UC Irvine

Regeneration of the injured adult central nervous system is limited. The phosphatase and tensin homolog on chromosome ten (PTEN) gene has been shown to enable axonal regeneration in optic nerve crush and spinal cord injury models following neonatal conditional genetic deletion of PTEN (Park et al., 2008; Liu et al., 2010). As a follow-up to these experiments, I assessed the long-term histological and behavioral consequences of neonatal PTEN deletion (Gutilla et al., 2016). In this study, I observed massive cell body enlargement of the neurons that give rise to the major descending voluntary motor tract in the spinal cord (called cortical motoneurons, or CMNs).

This discovery led us to hypothesize that deletion of PTEN during adulthood would also result in neuronal growth. Using two-photon microscopy and electron microscopy I found that adult PTEN deletion in neurons results in significant cell body and axonal growth, and that these enlarged neurons continue to express markers of growth-promoting pathways throughout life.

To gain a better understanding of the morphological consequences of PTEN deletion in adult neurons, I imaged thick sections (200µm) containing fluorescently labeled PTEN deleted and control neurons in 3D using a modified CLARITY protocol and two-photon microscopy (Chung and Deisseroth, 2013). 3D images were then used to generate 2D projections that were processed using Sholl analysis, or concentric circle analysis (Sholl, 1953). We found that at both 6 and 12 months post-PTEN deletion, pyramidal neurons have a significantly higher density of dendrites, and that this increase is significant at the largest number of radii away from the soma at 12 months after deletion. The progressive changes in dendritic morphology were also seen in the number of basal dendrites projecting off of the soma number, maximal dendritic projections, and nodes, with the highest values for all three measurements seen at 12 months, not 6 months, post-deletion. What’s more, the radius of maximal intersection for pyramidal neurons is normally between 60-80 µm away from the soma. Only at 12 months post-deletion did pyramidal neurons exhibit a shift in the radius of maximal intersection, indicating that as PTEN deletion-induced changes in morphology progress over time, neurons becomes increasingly abnormal compared to controls.

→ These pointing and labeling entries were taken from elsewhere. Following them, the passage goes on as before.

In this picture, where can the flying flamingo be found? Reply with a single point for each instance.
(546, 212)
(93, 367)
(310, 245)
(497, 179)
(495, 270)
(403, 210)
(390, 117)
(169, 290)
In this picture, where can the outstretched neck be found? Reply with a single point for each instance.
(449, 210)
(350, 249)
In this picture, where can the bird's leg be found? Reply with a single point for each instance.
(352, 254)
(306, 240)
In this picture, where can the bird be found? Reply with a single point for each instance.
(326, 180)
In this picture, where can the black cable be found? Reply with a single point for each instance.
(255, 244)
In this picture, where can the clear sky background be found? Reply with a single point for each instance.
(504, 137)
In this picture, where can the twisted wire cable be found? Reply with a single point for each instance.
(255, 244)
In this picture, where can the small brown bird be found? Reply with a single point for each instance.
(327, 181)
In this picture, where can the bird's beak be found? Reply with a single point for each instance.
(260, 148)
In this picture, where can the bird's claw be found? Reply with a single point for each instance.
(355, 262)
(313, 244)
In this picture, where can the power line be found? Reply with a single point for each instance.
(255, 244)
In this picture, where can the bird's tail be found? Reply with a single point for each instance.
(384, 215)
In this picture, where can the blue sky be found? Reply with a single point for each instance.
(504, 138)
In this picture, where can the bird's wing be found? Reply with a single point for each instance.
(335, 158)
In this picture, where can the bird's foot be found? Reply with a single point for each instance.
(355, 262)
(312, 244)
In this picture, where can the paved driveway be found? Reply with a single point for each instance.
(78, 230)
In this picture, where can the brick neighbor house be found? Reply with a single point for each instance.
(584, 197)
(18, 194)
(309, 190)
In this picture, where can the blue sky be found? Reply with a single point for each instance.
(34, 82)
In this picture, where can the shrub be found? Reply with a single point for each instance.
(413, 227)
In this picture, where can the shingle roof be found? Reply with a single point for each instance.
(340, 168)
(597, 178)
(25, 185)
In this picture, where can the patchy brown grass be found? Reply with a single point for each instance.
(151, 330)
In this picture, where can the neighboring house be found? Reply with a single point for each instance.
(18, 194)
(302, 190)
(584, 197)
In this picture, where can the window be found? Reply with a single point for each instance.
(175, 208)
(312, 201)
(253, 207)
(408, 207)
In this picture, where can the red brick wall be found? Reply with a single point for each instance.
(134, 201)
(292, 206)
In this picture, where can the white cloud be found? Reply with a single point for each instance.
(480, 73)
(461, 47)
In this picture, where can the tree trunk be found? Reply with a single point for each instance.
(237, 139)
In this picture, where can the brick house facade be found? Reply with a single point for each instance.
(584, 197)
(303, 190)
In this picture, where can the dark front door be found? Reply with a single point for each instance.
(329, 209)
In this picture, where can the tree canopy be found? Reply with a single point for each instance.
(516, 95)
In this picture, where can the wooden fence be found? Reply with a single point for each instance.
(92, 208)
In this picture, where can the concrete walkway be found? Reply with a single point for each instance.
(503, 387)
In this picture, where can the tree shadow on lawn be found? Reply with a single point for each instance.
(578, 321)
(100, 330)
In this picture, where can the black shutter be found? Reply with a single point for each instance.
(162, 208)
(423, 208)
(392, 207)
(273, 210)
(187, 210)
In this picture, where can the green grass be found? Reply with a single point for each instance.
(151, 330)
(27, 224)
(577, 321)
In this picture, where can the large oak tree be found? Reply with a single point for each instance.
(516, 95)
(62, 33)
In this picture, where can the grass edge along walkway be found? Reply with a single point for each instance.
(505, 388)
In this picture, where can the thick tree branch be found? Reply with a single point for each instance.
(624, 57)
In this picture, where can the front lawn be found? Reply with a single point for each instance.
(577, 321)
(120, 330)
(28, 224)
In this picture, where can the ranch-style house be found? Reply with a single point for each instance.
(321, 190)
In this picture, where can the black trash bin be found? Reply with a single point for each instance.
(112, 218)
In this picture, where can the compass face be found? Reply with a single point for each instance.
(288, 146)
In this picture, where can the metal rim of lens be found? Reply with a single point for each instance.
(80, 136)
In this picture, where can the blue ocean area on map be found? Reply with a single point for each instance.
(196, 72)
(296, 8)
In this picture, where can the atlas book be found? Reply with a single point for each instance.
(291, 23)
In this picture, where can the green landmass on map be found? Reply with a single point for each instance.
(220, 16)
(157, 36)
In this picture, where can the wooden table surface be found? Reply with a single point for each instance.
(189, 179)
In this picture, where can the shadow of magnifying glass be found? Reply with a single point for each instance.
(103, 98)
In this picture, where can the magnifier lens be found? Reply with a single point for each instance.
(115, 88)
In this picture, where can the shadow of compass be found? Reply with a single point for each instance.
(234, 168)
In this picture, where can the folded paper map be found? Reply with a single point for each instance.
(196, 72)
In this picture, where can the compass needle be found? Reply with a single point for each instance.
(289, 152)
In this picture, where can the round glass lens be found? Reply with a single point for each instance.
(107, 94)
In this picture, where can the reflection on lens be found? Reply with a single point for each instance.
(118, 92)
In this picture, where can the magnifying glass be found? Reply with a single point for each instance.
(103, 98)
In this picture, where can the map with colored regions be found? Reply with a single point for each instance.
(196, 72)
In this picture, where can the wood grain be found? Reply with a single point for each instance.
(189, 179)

To assess the effect of adult PTEN deletion on neuronal function and behavior, I performed behavioral assessments of forelimb motor function at 2 month intervals following induction of adult PTEN deletion. Using the rotarod task to measure baseline coordination and motor learning, and the cylinder task to identify asymmetry in spontaneous forelimb exploration, I found significant improvement in baseline coordination and motor learning beginning at 8 months after PTEN deletion, and spared symmetry of forelimb exploration at all assessed time points. Pulling our structural and functional data together, the timing of functional improvement onset correlates with the progressive development of increased dendritic density, implicating a role for PTEN deletion-induced dendritic changes in mediating the functional gains.

The regenerative effect of PTEN deletion is largely due to increased activity of the mammalian target of rapamycin (mTOR) pathway, and a commonly used biomarker for mTOR is phosphorylated ribosomal S6 (pS6, (Sawyers, 2008). Using a high frequency stimulation paradigm, I found that stimulation of the motor cortex results in marked induction of pS6 and therefore mTOR activation. It remains to be determined whether pathways other than mTOR contribute to stimulation-induced S6 phosphorylation, or if high frequency stimulation of the motor cortex could be used to promote regeneration after spinal cord injury. Altogether, the findings reported here highlight the ability for PTEN deletion to induce a robust, life-long mTOR-mediated growth program even in adult neurons, and that PTEN loss in the adult motor cortex results in functional improvements.